No one can ever question these astronauts' commitment to the mission based on an amazing journey they're currently undertaking.
Six scientists have just embarked on the journey of a lifetime, even though they aren’t really going anywhere. They have entered a man-made dome on a remote volcano on Hawaii as part of a human-behavior study to help NASA figure out how to send astronauts on the long journey to Mars.
The four men and two women moved into their new home on Thursday atop Mauna Loa, with just 1,200 square feet of space to share. They won’t be able to talk to anyone in the outside world and must operate on a 20-minute delay with the support crew, which simulates how long it would take for communications to reach Earth from Mars.
The purpose of the project is to study the psychological difficulties of living in such an isolated and enclosed place for a long period of time, which will help them make preparations when they have to really send astronauts to Mars.

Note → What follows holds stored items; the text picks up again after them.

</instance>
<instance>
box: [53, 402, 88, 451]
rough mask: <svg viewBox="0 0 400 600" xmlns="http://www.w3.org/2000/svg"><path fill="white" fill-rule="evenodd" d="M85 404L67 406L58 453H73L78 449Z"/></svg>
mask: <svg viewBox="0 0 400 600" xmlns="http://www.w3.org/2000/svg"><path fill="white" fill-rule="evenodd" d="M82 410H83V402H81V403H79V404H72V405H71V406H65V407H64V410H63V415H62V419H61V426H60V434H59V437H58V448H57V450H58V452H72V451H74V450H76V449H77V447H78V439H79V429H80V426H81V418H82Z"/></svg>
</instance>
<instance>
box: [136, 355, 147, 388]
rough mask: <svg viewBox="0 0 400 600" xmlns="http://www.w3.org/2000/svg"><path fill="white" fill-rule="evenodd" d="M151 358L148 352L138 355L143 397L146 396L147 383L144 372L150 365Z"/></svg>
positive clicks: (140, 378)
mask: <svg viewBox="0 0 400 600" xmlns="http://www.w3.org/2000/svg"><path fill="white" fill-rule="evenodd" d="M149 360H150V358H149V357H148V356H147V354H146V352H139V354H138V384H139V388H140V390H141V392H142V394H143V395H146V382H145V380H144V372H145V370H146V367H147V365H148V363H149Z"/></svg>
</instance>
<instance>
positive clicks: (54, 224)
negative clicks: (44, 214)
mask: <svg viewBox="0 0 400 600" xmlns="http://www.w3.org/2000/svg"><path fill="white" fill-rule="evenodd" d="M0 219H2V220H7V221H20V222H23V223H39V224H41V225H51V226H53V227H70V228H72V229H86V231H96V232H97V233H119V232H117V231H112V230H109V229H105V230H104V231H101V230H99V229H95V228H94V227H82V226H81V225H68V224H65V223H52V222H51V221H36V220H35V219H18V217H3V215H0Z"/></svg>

The University of Hawaii said in a statement about the domed site: “The HI-SEAS site has Mars-like geology which allows crews to perform high-fidelity geological field work and add to the realism of the mission simulation. The Martian regolith examined by the CheMin instrument (Blake et al. 2012) is very similar to the weathered basaltic materials found in this part of Hawaii. The site is a former cinder rock quarry on the side of a spatter cone. It is surrounded by relatively recent lava flows with very little plant or animal life present. None of the sparse flora or fauna is rare which mitigates the likelihood of adverse environmental impact due to mission activities. The flows include a wide variety of volcanic features to explore, such as lava tubes, skylights, channels, and tumuli. The HI-SEAS site is visually isolated, yet accessible by a dirt road, and a hospital and other emergency services are within a one hour driving distance (much less by helicopter). It has a cool, dry climate that varies very little over the year, enabling long-duration missions.”